Beyond the role of MIT graduates and faculty starting innovative enterprises that make a difference, MIT itself has spawned a breathtaking and comprehensive culture of entrepreneurship and risk-taking among its students and co-curricular offerings. Any single one of MIT’s various resources online would allow you to see how it is home to some 89 entrepreneurial, technology, and innovation platforms that permeate its innovation culture, from robotics to meeting the needs of those at the bottom of the pyramid. And these don’t include spin-off accelerators and innovation labs, such as The Engine and MassChallenge. MIT offers a template for the catalytic and transformational role that a research university can play in other regions around the world.

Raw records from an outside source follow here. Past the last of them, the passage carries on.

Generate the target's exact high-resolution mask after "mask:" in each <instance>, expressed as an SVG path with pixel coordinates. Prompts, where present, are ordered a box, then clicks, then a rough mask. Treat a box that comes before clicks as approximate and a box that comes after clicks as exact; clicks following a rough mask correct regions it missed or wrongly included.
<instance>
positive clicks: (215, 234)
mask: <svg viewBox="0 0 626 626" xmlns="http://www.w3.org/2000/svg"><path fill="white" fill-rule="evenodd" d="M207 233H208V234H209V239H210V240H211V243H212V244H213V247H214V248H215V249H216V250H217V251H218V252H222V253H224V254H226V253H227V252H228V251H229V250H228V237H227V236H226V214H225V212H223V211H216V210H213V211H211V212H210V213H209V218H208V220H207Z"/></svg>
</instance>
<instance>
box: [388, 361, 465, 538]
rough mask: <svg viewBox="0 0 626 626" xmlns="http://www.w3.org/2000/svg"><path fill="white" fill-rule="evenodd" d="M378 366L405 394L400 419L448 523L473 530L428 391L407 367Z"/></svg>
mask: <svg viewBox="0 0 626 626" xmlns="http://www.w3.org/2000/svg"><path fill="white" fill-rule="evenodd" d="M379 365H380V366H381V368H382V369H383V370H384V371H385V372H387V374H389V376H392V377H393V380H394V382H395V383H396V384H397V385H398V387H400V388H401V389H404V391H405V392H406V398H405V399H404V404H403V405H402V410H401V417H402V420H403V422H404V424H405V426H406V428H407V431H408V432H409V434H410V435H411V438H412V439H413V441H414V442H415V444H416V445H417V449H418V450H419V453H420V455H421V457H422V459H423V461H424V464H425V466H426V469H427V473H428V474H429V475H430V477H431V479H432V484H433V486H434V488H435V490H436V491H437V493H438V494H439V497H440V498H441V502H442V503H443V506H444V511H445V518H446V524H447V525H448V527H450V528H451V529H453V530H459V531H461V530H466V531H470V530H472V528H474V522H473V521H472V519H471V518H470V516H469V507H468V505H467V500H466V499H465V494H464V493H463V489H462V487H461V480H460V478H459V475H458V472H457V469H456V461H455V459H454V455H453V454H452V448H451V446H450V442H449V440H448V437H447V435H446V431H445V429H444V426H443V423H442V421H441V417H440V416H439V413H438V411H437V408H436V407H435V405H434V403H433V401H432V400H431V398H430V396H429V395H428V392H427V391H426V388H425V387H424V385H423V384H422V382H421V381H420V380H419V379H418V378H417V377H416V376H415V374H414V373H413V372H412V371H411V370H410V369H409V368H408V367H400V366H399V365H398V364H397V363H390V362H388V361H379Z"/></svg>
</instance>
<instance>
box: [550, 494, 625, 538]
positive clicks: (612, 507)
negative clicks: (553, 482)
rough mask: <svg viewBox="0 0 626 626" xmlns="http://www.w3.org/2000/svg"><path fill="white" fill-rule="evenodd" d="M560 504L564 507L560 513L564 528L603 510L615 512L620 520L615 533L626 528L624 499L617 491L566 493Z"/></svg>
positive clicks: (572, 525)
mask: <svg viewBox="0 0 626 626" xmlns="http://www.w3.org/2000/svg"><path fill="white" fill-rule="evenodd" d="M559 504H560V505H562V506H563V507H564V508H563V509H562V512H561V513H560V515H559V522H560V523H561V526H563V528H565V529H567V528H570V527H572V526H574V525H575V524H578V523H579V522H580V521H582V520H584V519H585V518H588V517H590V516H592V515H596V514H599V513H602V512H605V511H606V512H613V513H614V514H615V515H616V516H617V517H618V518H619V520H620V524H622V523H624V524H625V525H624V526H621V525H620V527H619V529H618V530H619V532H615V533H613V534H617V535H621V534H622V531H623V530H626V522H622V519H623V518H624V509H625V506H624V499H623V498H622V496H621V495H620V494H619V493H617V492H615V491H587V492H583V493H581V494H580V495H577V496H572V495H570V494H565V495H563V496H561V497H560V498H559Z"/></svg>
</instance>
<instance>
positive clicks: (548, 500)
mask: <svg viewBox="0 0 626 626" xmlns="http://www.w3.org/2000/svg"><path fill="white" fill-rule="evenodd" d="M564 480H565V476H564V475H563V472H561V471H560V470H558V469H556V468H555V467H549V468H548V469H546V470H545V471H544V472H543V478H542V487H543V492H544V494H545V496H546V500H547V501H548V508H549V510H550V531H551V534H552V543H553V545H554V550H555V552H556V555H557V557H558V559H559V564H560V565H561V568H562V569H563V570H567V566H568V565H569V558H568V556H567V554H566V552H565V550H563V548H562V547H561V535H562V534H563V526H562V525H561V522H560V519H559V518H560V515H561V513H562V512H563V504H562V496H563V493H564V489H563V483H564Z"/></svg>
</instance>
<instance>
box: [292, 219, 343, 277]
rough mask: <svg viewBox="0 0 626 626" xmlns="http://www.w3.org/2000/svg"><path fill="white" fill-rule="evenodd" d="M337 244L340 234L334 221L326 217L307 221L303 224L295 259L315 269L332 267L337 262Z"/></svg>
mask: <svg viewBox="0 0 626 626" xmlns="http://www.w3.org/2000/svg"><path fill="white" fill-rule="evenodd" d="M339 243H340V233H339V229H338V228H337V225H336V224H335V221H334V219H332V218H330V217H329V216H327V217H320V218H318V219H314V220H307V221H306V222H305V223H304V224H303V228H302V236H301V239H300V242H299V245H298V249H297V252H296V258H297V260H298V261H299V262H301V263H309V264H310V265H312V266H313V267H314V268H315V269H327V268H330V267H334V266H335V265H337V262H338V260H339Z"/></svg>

The MIT model offers valuable lessons for modern 'Frontier States':
1. The importance of fostering a culture that embraces both theoretical knowledge and practical application
2. The power of creating an ecosystem that supports entrepreneurship and risk-taking
3. The value of interdisciplinary collaboration and cross-pollination of ideas
4. The impact of focusing on knowledge-based industries and advanced technologies
As we continue to explore the concept of 'Frontier States' in our series, MIT stands as a shining example of how institutions can become engines of innovation, shaping not just their immediate surroundings, but the entire world. Its success story is intrinsically linked to the broader narrative of Massachusetts as a frontier state of innovation, a symbiosis that has propelled both the institution and the region to the forefront of global innovation.
References:
1. Ayres, W. (1995). MIT: The Impact of Innovation. BankBoston.
2. Roberts, E. B., & Murray, F. (2015). Entrepreneurship and Innovation at MIT: Continuing Global Growth and Impact. MIT Sloan School of Management.
3. Eesley, Charles & Miller, William (2012). Stanford University’s Economic Impact via Innovation and Entrepreneurship. SSRN Electronic Journal.
4. MIT News. (2021). A brief history of MIT. Retrieved from https://news.mit.edu/mit-history
5. Etzkowitz, H. (2002). MIT and the Rise of Entrepreneurial Science. Routledge.